We did, Pace silently confirmed. We did a lot of bad things. It’s… kind of a miracle that they even want to help us at all, you know. Abigail is pretty much a saint.
There was a moment of silence from the girl in the tub, before Theia corrected aloud, “You did not do bad things. Theia-I did.”
“What?” Miranda blinked. “I know–”
“Not you, Pace-me,” Theia informed her before sitting up. “Theia-I know that I did very bad things. Very evil, very nasty, icky, terrible things. That is not what Theia-I was confused about. I was confused about… why are you here now? Because of Pace-me?”
“It’s not that I–” Miranda paused before nodding. “Partly that, yeah. I want to help Pace. But…” She paused then, considering her words. “I don’t know if I like you or not, okay? You’ve done evil stuff, but you had reasons. You’ve suffered too, I get that. You’re kind of… it’s hard to…”
Again, she sighed. “It’s hard to explain. Even to myself, okay? I… want to like you. I think you could be smart, and funny, and all that. But every time I start to relax around you, I remember the other stuff you’ve done.

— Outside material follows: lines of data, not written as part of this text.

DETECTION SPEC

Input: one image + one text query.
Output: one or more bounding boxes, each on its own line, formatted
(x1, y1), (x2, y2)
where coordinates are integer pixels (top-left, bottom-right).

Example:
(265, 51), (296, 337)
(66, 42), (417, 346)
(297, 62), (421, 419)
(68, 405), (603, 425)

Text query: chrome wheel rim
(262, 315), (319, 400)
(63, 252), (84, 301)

You’re playing nice now, but what if you change your mind again and start hurting people I care about? What if your old bosses say ‘hey, all is forgiven if you kill that Abigail person’, and you–”
“I would never kill Miss Abigail!” The sudden and almost violently forceful interruption made Miranda reflexively jerk back, even as Theia found her way to her feet. She continued, the lack of prefacing her ‘I’ with Theia showing just how out of sorts she was by the suggestion. “I would never hurt Miss Abigail! I will die before I hurt Miss Abigail. I will gouge my own eyes out and tear apart my spleen before I hurt Miss Abigail!”
Our spleen, our eyes, Pace reminded her. And I agree. Never hurt Abigail. Never hurt Miranda. Never hurt Seller. They’re our friends. We get that. But calm down, Theia. Don’t scare her. Don’t freak her out.
Listening to her host’s words gave Theia pause enough for Miranda herself, who had also stood up by then, to speak up. “Okay, okay. I get it. You care about Abigail. Probably because she was the first person to really…” She paused, grimacing. “I get it. No hurting Abigail.”
“Never,” Theia reiterated firmly and pointedly.
Fists, Theia, Pace silently reminded her.
Realizing belatedly that she had balled their hands into fists, Theia relaxed them as best as she could, wincing visibly. “We… we are both sorry. Theia-I and Pace-I. We did not mean to… scare you.”
“It’s umm…” Miranda paused before clearing her throat. “It’s okay. I get it. I shouldn’t have said that you might hurt or kill Abigail if they told you to. But… but do you see why I’m still afraid of–why I still don’t know how much we can trust you? You worked for them for a really long time. They have to mean something to you. They’re your people.”
The other girl’s voice was soft. “Theia-I was never one of them. They would not allow it.”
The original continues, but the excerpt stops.